The SW seems to have the same recurrent tokens as SO and SGT, because the numbers of unique tokens to SW are either really low and even nonexistent for bigrams with SO and every n-gram for SGT. Compared to the SGT, the same goes for the SO, which has barely any unique tokens to itself. Between SO and SW, there are a lot of commons tokens in bigrams, but less in trigrams and tetragrams where SO has a lot of unique ones (more than 60%). The numbers are all pretty low for SW, which means that it doesn’t have a lot of unique unique recurrent tokens (less than 10% for all), which would make me think that those n-grams should be well recognized in SW whether we use the MO, MW or MGT, because it knows them. On the other hand, in SO, many are unique to this set, and even though, for bigrams, unique unique is only 30% of all recurring occurrences, for trigrams and tetragrams, it is 3/5 and 3/4 of all tokens, so those are occurrences that might not be recognized in MW. Finally, the MGT should not meet any difficulty on the SW because there is no element from the SW that aren’t also in SGT; for the SO, the percentage of uniqueness to the set compared to SGT is even lower than SW to SO, with less than 4% for every n-gram so the recognition should not be hindered.

Those numbers are way different than those of most popular tokens, because there are many more single tokens. There aren’t that many common single tokens between SO and SW, SO and SGT or SW and SGT and the percentages of unique single tokens are pretty much the same whether it is SO or SW and bigrams, trigrams or tetragrams, which is about 80%, so the majority of all. With the SGT and the other sets, it is even in the 90-95%. This might appears as a problem during the recognition not matter the model because the models will have trouble recognizing some n-gram that it never saw but the model might have a problem on its own set because it does not learn well enough some n-gram.
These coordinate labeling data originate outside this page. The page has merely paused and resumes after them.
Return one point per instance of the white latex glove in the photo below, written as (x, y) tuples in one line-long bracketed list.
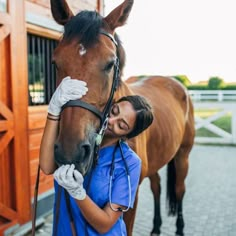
[(71, 180), (68, 89)]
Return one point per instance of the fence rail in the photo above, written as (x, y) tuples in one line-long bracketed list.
[(221, 109), (213, 95)]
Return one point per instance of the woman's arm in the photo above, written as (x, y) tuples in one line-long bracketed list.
[(100, 219)]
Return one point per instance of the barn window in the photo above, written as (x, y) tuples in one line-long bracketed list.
[(3, 5), (41, 73)]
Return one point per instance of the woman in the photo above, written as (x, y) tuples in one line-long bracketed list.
[(95, 205)]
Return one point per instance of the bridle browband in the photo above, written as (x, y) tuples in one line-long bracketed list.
[(104, 114)]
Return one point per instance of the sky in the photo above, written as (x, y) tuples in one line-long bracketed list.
[(196, 38)]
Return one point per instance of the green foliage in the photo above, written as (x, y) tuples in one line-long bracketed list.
[(215, 83), (230, 87), (197, 87), (183, 79)]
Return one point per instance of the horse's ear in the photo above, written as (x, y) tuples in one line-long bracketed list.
[(61, 11), (119, 15)]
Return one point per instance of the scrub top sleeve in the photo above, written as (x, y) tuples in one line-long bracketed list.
[(120, 188)]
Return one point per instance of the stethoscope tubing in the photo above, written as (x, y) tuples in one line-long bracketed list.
[(111, 176)]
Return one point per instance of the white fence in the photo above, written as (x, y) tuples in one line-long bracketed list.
[(213, 95), (221, 109)]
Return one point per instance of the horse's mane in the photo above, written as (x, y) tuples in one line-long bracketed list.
[(85, 27)]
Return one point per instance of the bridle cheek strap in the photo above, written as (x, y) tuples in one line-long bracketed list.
[(87, 106)]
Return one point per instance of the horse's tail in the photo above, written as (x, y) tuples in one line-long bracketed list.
[(171, 183)]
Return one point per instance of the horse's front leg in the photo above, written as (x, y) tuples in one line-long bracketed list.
[(129, 217), (156, 190)]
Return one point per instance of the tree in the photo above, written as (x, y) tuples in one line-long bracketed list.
[(215, 83)]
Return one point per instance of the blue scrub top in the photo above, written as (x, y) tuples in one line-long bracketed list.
[(97, 188)]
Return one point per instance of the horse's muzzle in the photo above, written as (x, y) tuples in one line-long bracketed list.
[(82, 156)]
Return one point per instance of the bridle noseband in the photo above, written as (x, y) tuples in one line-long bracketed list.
[(103, 116)]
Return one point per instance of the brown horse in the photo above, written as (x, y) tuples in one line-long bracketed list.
[(88, 51)]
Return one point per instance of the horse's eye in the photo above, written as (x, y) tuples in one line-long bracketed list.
[(109, 66)]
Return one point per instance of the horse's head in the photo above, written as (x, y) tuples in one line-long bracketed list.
[(88, 52)]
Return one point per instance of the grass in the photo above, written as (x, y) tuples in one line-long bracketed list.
[(223, 122)]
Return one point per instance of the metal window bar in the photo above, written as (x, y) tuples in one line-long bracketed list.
[(42, 74)]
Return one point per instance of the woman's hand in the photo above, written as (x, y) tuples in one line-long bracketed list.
[(68, 89), (71, 180)]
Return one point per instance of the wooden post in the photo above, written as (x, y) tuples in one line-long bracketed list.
[(19, 81)]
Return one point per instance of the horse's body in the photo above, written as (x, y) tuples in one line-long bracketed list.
[(168, 140), (170, 137)]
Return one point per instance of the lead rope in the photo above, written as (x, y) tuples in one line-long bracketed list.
[(35, 202)]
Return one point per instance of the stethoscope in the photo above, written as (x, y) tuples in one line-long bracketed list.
[(111, 175), (98, 141)]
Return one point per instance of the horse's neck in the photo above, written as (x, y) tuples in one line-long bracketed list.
[(122, 91)]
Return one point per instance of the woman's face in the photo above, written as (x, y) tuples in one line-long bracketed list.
[(121, 120)]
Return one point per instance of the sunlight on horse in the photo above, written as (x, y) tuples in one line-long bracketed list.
[(88, 51)]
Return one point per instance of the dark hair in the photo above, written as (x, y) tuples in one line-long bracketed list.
[(144, 113)]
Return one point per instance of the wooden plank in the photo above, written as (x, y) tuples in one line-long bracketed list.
[(7, 212), (5, 125), (20, 108), (5, 140)]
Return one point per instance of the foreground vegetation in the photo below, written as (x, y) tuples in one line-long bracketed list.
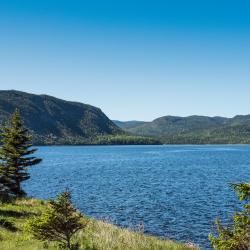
[(97, 235)]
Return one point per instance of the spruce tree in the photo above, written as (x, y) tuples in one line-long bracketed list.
[(235, 236), (59, 223), (15, 154)]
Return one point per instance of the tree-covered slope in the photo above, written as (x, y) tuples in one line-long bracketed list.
[(55, 121), (196, 129)]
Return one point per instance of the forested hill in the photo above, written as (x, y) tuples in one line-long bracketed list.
[(194, 129), (55, 121)]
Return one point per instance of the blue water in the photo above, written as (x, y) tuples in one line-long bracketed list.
[(175, 191)]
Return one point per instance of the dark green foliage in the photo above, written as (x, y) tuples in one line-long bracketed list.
[(5, 192), (55, 121), (15, 155), (59, 223), (125, 140), (236, 236), (194, 129)]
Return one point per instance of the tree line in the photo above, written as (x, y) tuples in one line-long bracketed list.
[(62, 220)]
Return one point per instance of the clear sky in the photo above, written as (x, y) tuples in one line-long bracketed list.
[(135, 59)]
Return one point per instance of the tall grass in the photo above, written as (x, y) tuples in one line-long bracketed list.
[(98, 235)]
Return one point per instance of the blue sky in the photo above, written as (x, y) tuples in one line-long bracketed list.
[(133, 59)]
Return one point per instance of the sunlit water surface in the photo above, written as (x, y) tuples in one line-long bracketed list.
[(176, 192)]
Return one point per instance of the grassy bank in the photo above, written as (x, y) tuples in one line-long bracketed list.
[(98, 235)]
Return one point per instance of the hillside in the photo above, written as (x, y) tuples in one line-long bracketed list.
[(55, 121), (195, 129), (98, 235)]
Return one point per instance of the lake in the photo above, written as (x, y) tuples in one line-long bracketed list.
[(175, 192)]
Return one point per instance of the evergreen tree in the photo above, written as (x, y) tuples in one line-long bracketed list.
[(237, 235), (59, 223), (15, 154)]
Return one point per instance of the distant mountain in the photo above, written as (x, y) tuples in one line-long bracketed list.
[(195, 129), (55, 121), (127, 124)]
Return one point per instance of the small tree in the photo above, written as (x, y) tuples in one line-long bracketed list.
[(236, 236), (15, 154), (5, 192), (59, 223)]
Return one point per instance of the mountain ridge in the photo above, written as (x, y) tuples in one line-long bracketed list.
[(55, 121), (196, 129)]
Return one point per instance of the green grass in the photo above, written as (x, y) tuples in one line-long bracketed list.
[(98, 235)]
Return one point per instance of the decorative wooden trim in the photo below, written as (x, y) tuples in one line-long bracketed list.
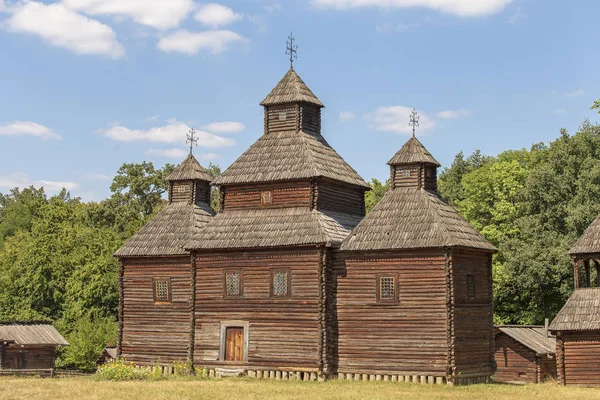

Observations of the stopwords

For the bigrams and the trigrams, we can observe that the differences between each set is mostly in the type of the stopwords: SW contains mainly lowercases stopwords and a few initials, SO contains initial and lowercase versions of the stopwords, and SGT contains all caps, initials and lowercase versions.
For the tetragrams, SW contains 20 stopwords which are all unique, except one that is an initial version of a one already present. SO contains, juste like before, the initials version of most of the stopwords in SW but also new ones that had not 11 or more occurrences in SW. SGT contains no new stopwords compared to SO but has a lot more initial version or even all caps in some cases.

Conclusion

If the n-gram are at the center of the model training, as I am trying to demonstrate, then, as there are many bigrams in SO that have a lot of occurrences, this would explain why the recognition is still working. On the other hand, the number are way down with SW, which could explain the lower recognition with MW, since it learns less patterns. The all caps and sometimes intials are also way less presents so that might hinder the recognition. Regarding those results, MGT should have no real difficulties in recognizing both sets, because it had a lot of recurrent tokens, but it could make some mistakes since it has learned more characters combinations with various number of examples, which could lead to confusion and wrong recognition.